# Text Preprocessing

## Section 0: Creating Data Sets

### Theory Notes

Before diving into preprocessing techniques, we need a sample dataset to work with. In real-world applications, text data comes from various sources like social media posts, customer reviews, documents, or web scraping results.

### Code Implementation

In [3]:

# Import Pandas library

import pandas as pd

In [4]:

data = [

"When life gives you lemons, make lemonade! 🙂",

"She bought 2 lemons for $1 at Maven Market.",

"A dozen lemons will make a gallon of lemonade. [AllRecipes]",

"lemon, lemon, lemons, lemon, lemon, lemons",

"He's running to the market to get a lemon — there's a great sale today.",

"Does Maven Market carry Eureka lemons or Meyer lemons?",

"An Arnold Palmer is half lemonade, half iced tea. [Wikipedia]",

"iced tea is my favorite"

]


In [5]:

# Convert list to DataFrame

data_df = pd.DataFrame(data, columns=['sentence'])


In [6]:

# Set display options to show full content

pd.set_option('display.max_colwidth', None)

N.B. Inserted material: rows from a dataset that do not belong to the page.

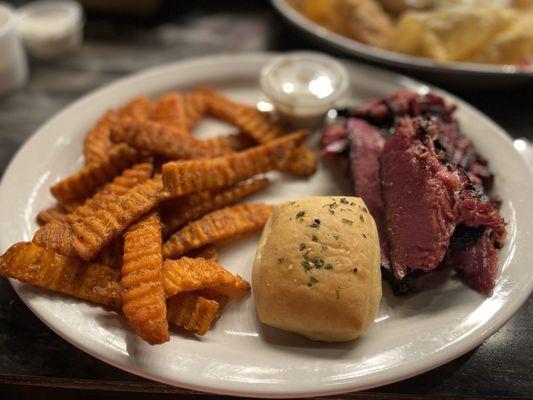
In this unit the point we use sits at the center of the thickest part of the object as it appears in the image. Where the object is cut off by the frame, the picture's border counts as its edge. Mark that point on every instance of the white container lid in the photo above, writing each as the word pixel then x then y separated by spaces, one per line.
pixel 13 63
pixel 304 79
pixel 50 28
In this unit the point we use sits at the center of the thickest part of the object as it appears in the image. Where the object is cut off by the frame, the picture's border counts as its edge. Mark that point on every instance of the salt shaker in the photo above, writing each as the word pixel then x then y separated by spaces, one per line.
pixel 13 62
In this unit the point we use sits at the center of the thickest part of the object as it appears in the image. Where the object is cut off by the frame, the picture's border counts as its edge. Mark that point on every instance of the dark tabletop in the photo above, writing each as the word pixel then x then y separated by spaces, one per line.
pixel 36 363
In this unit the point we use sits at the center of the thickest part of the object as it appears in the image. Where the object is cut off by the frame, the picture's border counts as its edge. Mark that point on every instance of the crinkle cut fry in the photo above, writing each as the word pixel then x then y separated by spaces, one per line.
pixel 139 108
pixel 189 274
pixel 209 252
pixel 172 142
pixel 170 110
pixel 54 213
pixel 112 254
pixel 257 125
pixel 185 177
pixel 195 107
pixel 56 236
pixel 175 213
pixel 192 312
pixel 37 266
pixel 100 284
pixel 302 162
pixel 109 220
pixel 218 225
pixel 86 181
pixel 143 293
pixel 129 178
pixel 248 119
pixel 97 142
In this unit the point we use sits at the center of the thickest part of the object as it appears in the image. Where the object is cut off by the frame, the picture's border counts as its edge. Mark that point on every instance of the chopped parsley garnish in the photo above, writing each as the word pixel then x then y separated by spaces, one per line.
pixel 315 224
pixel 318 262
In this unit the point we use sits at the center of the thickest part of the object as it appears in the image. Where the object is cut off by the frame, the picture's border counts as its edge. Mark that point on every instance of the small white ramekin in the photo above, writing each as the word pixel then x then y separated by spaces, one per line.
pixel 44 43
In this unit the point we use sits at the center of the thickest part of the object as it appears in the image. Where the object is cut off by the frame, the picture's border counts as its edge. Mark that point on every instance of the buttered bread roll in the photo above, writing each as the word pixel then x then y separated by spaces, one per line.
pixel 317 268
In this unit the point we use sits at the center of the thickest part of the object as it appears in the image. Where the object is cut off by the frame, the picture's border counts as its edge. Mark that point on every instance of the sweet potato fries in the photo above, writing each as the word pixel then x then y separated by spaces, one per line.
pixel 138 228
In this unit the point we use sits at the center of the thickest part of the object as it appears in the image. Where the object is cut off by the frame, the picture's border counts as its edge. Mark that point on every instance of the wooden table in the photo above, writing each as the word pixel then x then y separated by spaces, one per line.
pixel 36 363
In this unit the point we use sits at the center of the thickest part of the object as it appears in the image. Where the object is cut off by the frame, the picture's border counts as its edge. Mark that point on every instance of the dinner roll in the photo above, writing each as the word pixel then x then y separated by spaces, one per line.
pixel 317 268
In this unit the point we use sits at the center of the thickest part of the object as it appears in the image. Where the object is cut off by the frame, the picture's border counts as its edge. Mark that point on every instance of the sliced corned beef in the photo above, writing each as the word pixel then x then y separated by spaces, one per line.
pixel 418 191
pixel 366 144
pixel 477 263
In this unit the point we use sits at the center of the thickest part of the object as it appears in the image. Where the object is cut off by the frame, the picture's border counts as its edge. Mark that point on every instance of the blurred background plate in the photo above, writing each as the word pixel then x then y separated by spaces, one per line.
pixel 453 74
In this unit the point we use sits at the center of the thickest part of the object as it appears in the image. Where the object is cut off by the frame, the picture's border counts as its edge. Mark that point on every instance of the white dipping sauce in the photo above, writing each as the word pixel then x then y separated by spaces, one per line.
pixel 303 86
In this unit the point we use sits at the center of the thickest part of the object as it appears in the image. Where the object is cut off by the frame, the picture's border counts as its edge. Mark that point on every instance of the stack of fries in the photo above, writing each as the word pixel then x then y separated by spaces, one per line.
pixel 135 228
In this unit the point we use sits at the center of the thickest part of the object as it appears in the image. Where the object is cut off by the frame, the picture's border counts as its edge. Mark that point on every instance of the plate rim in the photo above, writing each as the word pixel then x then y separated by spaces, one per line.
pixel 392 58
pixel 247 389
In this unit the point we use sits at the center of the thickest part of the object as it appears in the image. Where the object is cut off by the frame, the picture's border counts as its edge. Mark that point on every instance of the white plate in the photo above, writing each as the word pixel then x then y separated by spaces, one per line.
pixel 463 73
pixel 239 356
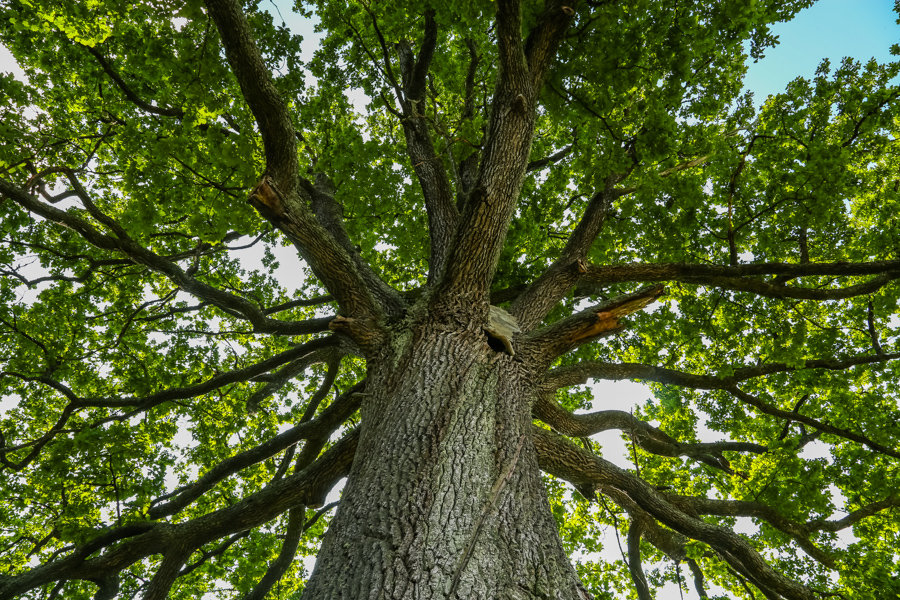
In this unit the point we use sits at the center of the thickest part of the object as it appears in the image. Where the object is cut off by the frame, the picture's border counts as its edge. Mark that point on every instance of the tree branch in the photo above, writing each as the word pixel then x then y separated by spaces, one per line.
pixel 547 343
pixel 138 541
pixel 230 303
pixel 737 277
pixel 561 458
pixel 258 89
pixel 283 196
pixel 645 435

## Section 1: Preprocessing

### 1.1 Normalization

**Theory Notes**

Text normalization is the process of converting text to a standard, consistent format. The most common normalization technique is converting all text to lowercase, which ensures that words like "Apple" and "apple" are treated as the same token.

### Code Implementation


In [7]:

# Create a copy for spaCy processing

spacy_df = data_df.copy()



# Convert text to lowercase

spacy_df['clean_sentence'] = spacy_df['sentence'].str.lower()


### 1.2 Text Cleaning
### Code Implementation

In [8]:

# Remove specific citations

spacy_df['clean_sentence'] = spacy_df['clean_sentence'].str.replace('[wikipedia]', '')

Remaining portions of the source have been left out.